Becky cligna des paupières.
— Je ne t’ai jamais entendue parler comme ça !
— C’est parce que j’en ai jusque-là de cette putain d’histoire !
Becky était de plus en plus choquée. C’était la première fois qu’elle entendait ce vocabulaire dans la bouche de sa mère.
— Je ne souhaite vraiment à personne de vivre ce que nous vivons en ce moment, haleta Heather.
Elle fit une pause et prit une profonde inspiration.
— Écoute, je suis désolée, mais il faut en finir avec cette histoire, il le faut. Je n’en peux plus, et ton père non plus. Il faut absolument que tu m’accompagnes à mon bureau.
— Qu’est-ce que tu veux faire ? M’hypnotiser pour que je ne croie plus à la vérité ?
— Non, pas du tout.
Elle fit signe au serveur. Pendant qu’il approchait, en marchant sur des œufs, elle conseilla à sa fille :
— Ne bois pas trop. Pendant quelques heures après le déjeuner, tu ne pourras pas aller facilement aux toilettes.
— Qu’est-ce que c’est que cet engin ? s’exclama Becky en entrant dans le bureau de sa mère.
Elle écarquillait les yeux, complètement ahurie. Heather ne put s’empêcher de sourire.

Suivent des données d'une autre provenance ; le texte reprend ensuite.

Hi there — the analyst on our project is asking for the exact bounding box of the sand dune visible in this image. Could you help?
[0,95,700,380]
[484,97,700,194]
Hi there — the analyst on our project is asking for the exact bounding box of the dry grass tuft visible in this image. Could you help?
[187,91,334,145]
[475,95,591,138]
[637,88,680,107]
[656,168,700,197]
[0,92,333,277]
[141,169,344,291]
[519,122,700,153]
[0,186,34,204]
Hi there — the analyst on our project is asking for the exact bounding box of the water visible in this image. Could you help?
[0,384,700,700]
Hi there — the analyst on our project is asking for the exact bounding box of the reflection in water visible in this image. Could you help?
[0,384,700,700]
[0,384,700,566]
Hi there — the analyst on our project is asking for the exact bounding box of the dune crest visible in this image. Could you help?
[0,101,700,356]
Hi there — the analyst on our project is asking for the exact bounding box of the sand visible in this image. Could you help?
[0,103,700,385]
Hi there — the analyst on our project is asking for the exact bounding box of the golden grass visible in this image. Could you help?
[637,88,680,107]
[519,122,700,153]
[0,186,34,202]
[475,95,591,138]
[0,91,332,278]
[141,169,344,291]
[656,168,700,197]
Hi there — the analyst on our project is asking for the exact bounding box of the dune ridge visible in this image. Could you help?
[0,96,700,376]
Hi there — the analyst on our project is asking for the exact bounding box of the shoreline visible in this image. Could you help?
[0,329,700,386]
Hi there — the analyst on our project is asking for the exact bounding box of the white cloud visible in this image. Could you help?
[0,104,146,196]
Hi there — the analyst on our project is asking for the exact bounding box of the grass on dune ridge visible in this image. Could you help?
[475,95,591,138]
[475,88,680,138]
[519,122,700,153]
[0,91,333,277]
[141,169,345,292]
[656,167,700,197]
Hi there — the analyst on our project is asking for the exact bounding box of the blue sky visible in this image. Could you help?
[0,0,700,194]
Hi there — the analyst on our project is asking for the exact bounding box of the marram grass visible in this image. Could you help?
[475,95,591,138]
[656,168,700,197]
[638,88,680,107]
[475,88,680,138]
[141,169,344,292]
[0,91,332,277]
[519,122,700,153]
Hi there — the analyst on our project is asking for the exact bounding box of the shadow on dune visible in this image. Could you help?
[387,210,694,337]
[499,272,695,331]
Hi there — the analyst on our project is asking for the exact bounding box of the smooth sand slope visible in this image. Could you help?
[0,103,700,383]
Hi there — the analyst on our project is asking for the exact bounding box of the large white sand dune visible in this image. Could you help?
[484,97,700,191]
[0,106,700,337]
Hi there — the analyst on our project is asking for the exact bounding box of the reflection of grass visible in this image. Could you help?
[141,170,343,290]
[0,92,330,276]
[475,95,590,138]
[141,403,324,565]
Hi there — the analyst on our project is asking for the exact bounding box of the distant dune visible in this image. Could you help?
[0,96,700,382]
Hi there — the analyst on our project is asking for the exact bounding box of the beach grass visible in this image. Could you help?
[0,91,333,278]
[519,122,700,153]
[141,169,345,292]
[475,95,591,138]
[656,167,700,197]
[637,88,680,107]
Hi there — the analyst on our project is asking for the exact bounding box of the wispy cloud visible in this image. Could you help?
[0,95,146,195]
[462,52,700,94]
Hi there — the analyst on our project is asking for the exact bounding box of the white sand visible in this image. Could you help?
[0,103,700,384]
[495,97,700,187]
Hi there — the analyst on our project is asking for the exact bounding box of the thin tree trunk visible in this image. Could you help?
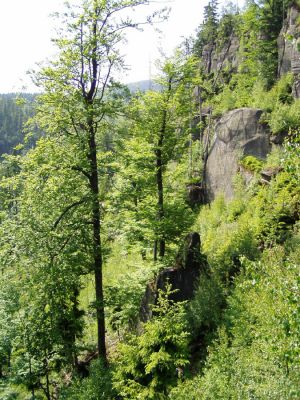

— Ça, ma chérie, c’est ce que les Centaures ont essayé, pendant dix ans, de nous apprendre à construire… Tu vois les petits carreaux qui composent les grands panneaux ? Chacun d’eux représente un message des extraterrestres.
Becky s’approcha de la construction pour l’observer.
— Alors, ce sont eux…
Elle releva la tête et dévisagea Heather.
— Maman, je sais que tout cela a été très pénible pour toi…
Heather ne put retenir un éclat de rire.
— Tu crois que j’ai perdu la boule ? Tu crois que je n’ai pas réussi à déchiffrer les messages, que j’ai passé mon temps à les tourner et à les retourner dans tous les sens et que j’ai fini par construire n’importe quoi ?
— Eh bien, dit Becky avec un geste vers l’hypercube, comme si sa présence rendait toute réponse inutile.
— Ce n’est pas ça du tout, ma chérie. Ce que tu as sous les yeux, c’est vraiment ce que les Centaures avaient l’intention de nous faire réaliser avec leurs messages. Et cette forme… c’est un hypercube déplié.
— Un quoi ?
— L’équivalent d’un cube, mais en quatre dimensions. Les bras se replient, les extrémités se rejoignent, et cet objet devient un spécimen de géométrie dans l’espace, en quatre dimensions.
— Et ça sert à quoi, exactement ? demanda Becky d’un ton dubitatif.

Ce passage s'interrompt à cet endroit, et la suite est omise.